Wolfschlugen ist mit Nürtingen württembergisch geworden. Die Pfarrei, welche schon 1526 die Herrschaft zu verleihen hatte, wurde nach vorangegangener Aufhebung des Filialverbandes mit Neuhausen, 1437 errichtet. Mit einem Laienzehnten wurde von der Herrschaft Hohenberg 1363 Ulrich von Grafeneck und 1504 Marx von Neuhausen belehnt. Benz der Suser von Kirchheim verkauft 1318 der Kirchenpflege zu Aich eine Gülte aus seinem Hof in Wolueslugen und 1337 erhält das Frauenkloster Kirchheim von Frau Demuth, Herrn Friedrich Schwelhers Wirthin, ein Gut zu Wolfeslugen. Herzog Leopold von Österreich eignet dem Wernher von Neidlingen einen Hof. Andere Güter und Rechte bildeten einen Bestandtheil des Lehens Neuenrieth (s. S. 143).

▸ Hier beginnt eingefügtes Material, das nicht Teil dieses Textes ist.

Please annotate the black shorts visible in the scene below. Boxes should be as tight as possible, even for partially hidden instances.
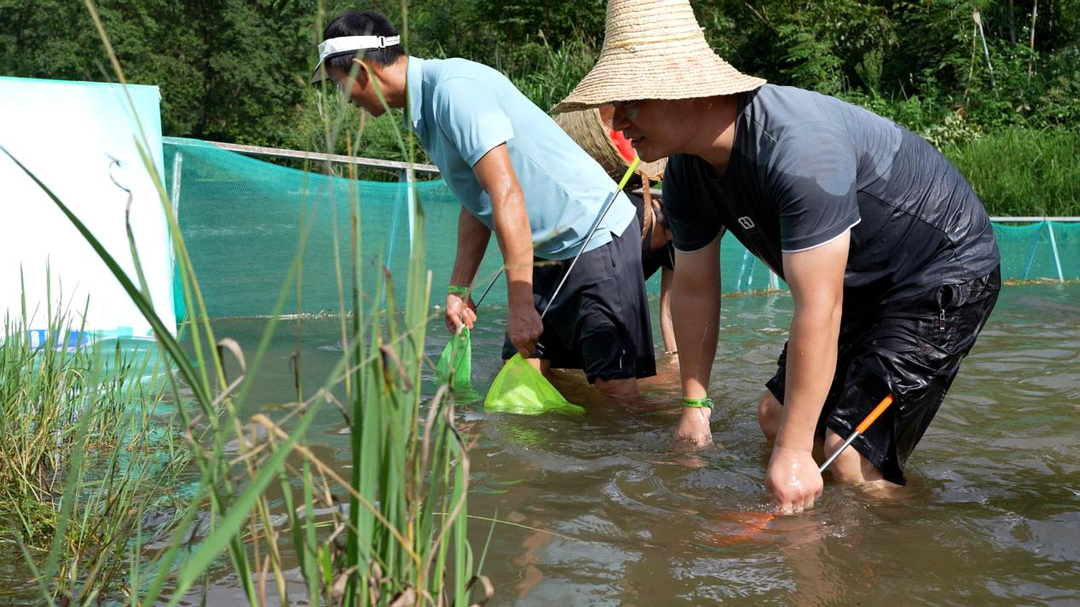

Opfenweiler und Waldhausen scheinen die Namen abgegangener Orte, nördlich und nordöstlich vom Dorf, zu seyn, wonach sich noch jetzt zwei Zelgen benennen. Eine Burg Waldhausen, von welcher aber die Geschichte keine Kunde gibt, stand im Staatswald Kernenbuckel an der äußersten Ostspitze der Markung. Man fand vor längerer Zeit hier Mauerstücke, runde Saulen, bleierne Teuchel, Ziegelsteine etc. In der Nähe liegt das sogenannte Grafenholz.

Fußnote:

  1. Die ältere Schreibart („Wolfeslugen“ s. hienach) scheint auf eine ehemalige Wolfs-Spähe, wozu sich die Mulde, in welcher der Ort liegt, geeignet haben mochte, hinzudeuten.